Davacı ile davalı satıcı arasında tapu sicil memuru huzurunda sözleşmenin düzenlendiği anda taşınmazın davalı belediye adına kayıtlı olduğu ve taşınmazın evveliyatının orman olduğuna dair tapu kaydında herhangi bir şerhin bulunmadığı, dolayısıyla davacının taşınmazın öncesinin orman olduğundan haberdar olmadan taşınmazı satın aldığı açıkça anlaşıldığı gibi bu yön tarafların ve
mahkemenin de kabulündedir. Anılan taşınmaz resmi memur önünde MK 706, BK 213, Tapu Kanunun 26 ve Noterlik Kanunu"nun 60 maddelerine uygun olarak davacıya satılmıştır. Satış tarihi itibarıyla tapuda satımı engelleyen veya taşınmazın niteliği ile ilgili herhangi bir şerhte bulunmamaktadır. Öyle olunca, yapılan satışın geçerli olduğunun kabulü zorunludur. Davacı da, geçerli olan bu satış sonrası dava dışı Orman İşletme Müdürlüğü’nün davaya konu taşınmazı üstün hakka dayanarak zaptetmesi nedeniyle davalı satıcının taşınmazın rayiç değerinden sorumlu olduğunu ileri sürerek eldeki davayı açmıştır.
BK"nun 189 maddesinin birinci bendinde, "satıcı, satılan şeyin bir üçüncü şahıs tarafından satımın akdi zamanında mevcut bir hak sebebi ile tamamen veya kısmen zaptedilmesinden alıcıya karşı mes"ul ve zamindir." düzenlemesine yer verilmiş olup, madde metninden de açıkça anlaşılacağı gibi, mevcut ayıp ister subjektif bir haktan, isterse objektif bir hukuk kuralından doğmuş olsun satıcı, devrini taahhüt edip gerçekleştirdiği hakkın kendi malvarlığında mevcut olduğu yönünü de zamindir. Devredilen hak, herhangi bir nedenle devri taahhüt edilen hakka uygunluk göstermiyorsa satıcı bundan sorumludur. Bu sorumlulukta alıcının zapt nedeniyle uğradığı gerçek zarar kadardır. Somut olayda, resmi şekle uygun olarak satış işlemi gerçekleştirilmiştir. Satış sırasında da taşınmazın tapu kaydında geçmişte orman olduğuna dair herhangi bir şerh bulunmamaktadır. Hâl böyle olunca davalı belediye zapta karşı tekeffül hükümleri uyarınca davacının gerçek ve güncel müspet zararından sorumludur. Nitekim Yargıtay Hukuk Genel Kurulu"nun 15.12.2010 tarih ve 2010/13-618 esas ve 2010/668 karar sayılı ilamı da bu yöndedir. Mahkemenin açıklanan bu ilkeler doğrultusunda inceleme ve araştırma yaparak taşınmazın dava tarihi itibariyle gerçek rayiç değerinin tespiti ile sonucuna uygun bir karar vermesi gerekirken eksik inceleme ile satış bedeline hükmedilmesi usul ve yasaya aykırı olup, bozmayı gerektirir.

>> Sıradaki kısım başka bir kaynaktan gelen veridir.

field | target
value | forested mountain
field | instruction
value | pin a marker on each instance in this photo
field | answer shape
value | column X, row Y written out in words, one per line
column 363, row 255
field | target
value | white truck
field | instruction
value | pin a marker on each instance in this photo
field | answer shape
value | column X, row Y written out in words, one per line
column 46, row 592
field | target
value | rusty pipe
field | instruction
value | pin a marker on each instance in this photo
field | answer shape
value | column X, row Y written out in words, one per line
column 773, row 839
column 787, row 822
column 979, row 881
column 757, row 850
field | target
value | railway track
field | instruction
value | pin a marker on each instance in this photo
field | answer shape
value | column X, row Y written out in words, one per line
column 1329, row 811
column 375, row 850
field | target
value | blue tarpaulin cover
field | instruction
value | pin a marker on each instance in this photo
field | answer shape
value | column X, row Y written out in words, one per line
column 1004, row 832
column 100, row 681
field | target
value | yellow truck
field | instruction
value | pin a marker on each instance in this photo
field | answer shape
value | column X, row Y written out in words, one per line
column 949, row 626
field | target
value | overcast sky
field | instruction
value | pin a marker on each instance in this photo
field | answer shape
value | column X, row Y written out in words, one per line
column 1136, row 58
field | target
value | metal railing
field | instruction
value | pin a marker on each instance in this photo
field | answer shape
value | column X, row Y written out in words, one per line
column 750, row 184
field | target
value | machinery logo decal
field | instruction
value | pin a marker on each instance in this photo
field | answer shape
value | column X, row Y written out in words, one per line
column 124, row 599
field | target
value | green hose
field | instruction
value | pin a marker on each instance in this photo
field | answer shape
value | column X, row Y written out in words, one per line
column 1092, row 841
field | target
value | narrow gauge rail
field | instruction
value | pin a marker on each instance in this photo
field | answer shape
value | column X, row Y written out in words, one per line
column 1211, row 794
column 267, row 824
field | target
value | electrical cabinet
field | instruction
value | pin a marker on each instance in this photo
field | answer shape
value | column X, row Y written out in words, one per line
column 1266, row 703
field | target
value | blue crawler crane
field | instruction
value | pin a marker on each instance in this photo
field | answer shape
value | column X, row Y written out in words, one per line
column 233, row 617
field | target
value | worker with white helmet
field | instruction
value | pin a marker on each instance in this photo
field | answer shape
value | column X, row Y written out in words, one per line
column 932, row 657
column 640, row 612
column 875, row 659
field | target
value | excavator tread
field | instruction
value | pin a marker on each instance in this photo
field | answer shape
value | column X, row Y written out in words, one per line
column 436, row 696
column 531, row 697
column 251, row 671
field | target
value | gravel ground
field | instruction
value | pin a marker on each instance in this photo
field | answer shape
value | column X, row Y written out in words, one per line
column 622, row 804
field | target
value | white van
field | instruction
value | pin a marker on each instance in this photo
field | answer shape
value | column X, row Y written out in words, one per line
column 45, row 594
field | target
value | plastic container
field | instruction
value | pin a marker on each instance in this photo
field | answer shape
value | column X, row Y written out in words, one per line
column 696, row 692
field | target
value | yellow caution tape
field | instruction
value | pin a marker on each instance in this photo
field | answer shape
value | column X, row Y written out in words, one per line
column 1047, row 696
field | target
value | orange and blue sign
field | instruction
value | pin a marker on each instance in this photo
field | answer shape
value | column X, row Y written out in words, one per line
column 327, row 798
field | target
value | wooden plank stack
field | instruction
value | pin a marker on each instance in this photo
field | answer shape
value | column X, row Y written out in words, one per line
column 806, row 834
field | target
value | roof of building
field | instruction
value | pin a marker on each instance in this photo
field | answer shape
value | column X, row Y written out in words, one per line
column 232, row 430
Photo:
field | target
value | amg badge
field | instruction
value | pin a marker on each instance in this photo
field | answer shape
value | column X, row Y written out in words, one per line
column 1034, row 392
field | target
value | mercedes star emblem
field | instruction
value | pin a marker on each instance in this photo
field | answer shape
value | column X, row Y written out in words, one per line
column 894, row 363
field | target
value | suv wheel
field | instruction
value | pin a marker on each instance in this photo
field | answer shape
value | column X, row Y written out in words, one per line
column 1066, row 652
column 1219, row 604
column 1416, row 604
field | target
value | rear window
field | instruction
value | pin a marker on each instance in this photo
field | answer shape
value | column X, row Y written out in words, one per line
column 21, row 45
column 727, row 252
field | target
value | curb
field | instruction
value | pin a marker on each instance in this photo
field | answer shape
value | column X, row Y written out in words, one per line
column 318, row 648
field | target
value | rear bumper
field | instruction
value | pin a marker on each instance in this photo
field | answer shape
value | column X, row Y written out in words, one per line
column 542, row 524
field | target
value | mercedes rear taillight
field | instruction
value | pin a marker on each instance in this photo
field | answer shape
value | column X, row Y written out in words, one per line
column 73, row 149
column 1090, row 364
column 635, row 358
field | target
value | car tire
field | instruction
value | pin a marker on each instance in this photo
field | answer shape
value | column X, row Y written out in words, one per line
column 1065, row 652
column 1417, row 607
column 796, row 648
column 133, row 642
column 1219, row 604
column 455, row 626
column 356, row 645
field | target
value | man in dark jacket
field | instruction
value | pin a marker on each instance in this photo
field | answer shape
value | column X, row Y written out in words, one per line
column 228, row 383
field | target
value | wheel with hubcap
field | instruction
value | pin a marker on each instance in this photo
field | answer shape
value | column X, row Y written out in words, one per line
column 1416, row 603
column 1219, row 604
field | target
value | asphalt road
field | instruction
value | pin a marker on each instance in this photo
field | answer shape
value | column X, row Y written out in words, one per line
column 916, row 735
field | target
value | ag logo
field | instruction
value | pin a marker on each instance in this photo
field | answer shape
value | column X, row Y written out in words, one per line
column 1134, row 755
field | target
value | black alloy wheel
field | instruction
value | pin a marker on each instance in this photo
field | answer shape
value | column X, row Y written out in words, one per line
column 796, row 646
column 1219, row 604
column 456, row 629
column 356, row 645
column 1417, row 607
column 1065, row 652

2-Bozma nedenine göre davalının temyiz itirazlarının incelenmesine gerek görülmemiştir.
SONUÇ: Yukarıda birinci bentte açıklanan nedenlerle temyiz olunan kararın davacı yararına BOZULMASINA, ikinci bentte gösterilen nedenle davalının temyiz itirazlarının incelenmesine bu aşamada yer olmadığına, peşin alınan harcın istek halinde iadesine, 14.02.2013 gününde oybirliğiyle karar verildi.